Les succulentes boulettes de légumes jouent dans ce thème-là, comme les naans et chapatis, qui ne sont pas sans rappeler les dholl puris vendus par paire et avec dextérité dans l’île sœur et depuis quelques années sous nos cieux également, à des tarifs qui, vu du mauricien moyen, redonneraient ses jambes à un grabataire, pour qu’il les prenne à son cou.
« Je souhaite proposer bientôt ces petites brochettes qu’on trouve à Madagascar » ajoute Oumema, qui a l’air bien décidée à nous faire voyager, sans billet, sans avion et sans quatorzaine. Des « Maskita Gasy » qui tireront peut-être une larme de nostalgie aux gens de la communauté malgache locale. Tchapati Tchapata, un nom qu’on n’oublie pas. Une adresse qui mérite une pause déjeuner, pour le moment à emporter, jusqu’à ce que les restaurants soient complètement déconfinés.

Plusieurs pains, plusieurs farines
Naan, chapati, rotli… les noms de ces pains indiens différent en fonction de la farine utilisée (blanche et/ou complète) et de la méthode de cuisson, à l’huile, ou à sec, enduits de ghee (beurre clarifié). « Dans notre famille on cuisine dans du ghee, meilleur pour la santé » confie Oumema Mamadali.

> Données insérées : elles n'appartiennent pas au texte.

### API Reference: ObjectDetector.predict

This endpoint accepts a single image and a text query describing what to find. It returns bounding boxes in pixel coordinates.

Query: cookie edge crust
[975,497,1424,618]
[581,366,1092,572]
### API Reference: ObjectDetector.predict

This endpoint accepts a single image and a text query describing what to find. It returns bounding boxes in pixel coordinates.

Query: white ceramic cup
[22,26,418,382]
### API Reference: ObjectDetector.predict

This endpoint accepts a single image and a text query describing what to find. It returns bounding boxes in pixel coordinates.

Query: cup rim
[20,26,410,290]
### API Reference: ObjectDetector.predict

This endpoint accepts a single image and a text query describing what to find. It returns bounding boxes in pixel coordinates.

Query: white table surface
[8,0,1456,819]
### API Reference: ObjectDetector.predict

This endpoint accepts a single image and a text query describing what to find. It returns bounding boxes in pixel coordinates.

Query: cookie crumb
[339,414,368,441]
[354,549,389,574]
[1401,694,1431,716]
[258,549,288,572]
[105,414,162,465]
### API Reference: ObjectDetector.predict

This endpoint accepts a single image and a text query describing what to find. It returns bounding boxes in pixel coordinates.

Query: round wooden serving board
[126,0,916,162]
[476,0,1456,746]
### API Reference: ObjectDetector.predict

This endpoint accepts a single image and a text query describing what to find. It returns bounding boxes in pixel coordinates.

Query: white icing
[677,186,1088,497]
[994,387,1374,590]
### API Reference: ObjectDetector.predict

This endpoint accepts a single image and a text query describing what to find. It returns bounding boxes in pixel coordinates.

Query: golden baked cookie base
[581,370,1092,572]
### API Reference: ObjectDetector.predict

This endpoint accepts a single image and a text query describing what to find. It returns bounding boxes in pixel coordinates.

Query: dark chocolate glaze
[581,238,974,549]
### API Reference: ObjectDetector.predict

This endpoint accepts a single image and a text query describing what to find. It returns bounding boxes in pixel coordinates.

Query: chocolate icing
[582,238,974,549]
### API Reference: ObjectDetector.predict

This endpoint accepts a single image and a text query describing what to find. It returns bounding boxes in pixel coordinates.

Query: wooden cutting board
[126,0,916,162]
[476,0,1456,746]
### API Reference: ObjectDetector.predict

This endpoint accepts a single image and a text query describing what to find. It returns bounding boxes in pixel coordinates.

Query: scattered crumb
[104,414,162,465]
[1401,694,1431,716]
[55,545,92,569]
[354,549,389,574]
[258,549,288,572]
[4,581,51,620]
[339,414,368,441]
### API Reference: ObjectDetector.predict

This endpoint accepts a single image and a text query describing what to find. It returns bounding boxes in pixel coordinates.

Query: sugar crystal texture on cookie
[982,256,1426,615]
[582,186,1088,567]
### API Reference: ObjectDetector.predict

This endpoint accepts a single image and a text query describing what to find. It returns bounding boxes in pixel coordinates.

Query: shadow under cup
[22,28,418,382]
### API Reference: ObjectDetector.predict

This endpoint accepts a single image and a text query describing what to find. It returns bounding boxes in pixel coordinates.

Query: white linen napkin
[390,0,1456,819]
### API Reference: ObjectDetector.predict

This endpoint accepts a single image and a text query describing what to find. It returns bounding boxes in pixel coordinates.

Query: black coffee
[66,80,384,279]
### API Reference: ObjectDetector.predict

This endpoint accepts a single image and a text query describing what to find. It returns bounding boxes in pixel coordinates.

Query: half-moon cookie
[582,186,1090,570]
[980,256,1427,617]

Cari et curry, cousins d’appétit
La cuisine au curry se rapproche beaucoup de nos caris. La parenté est évidente. « La préparation des oignons, ail et tomate est la même, explique Oumema Mamadali, avec l’ajout des épices selon ce qu’on veut faire : curry seul ou avec du curcuma accompagné de cumin et de coriandre. Sans oublier le kaloupilé, très usité en Inde et à Maurice. »
Les cuisines indiennes
Patrick Ramassamy, chef réunionnais spécialisé en gastronomie indienne, nous avait jadis entretenu de la diversité des cuisines du sous-continent. Oumema Mamadali confirme : « La cuisine du Sud de l’Inde n’est pas la même que celle du Nord. Elle est plus relevée, plus pimentée, plus colorée. La cuisine du Nord est très imprégnée de celle de rois Moghols – en particulier du roi Akbar – venus en Inde au XIVe siècle. » Outre la géographie, la religion a également son rôle dans la richesse de la gastronomie indienne. En effet si les musulmans mangent de la viande (porc excepté, bien sûr), les hindous n’en mangent pas. Quels que soient les cultes, les moments de fête sont l’occasion de mettre les grands plats dans de plus grands encore. Un grand festival d’épices.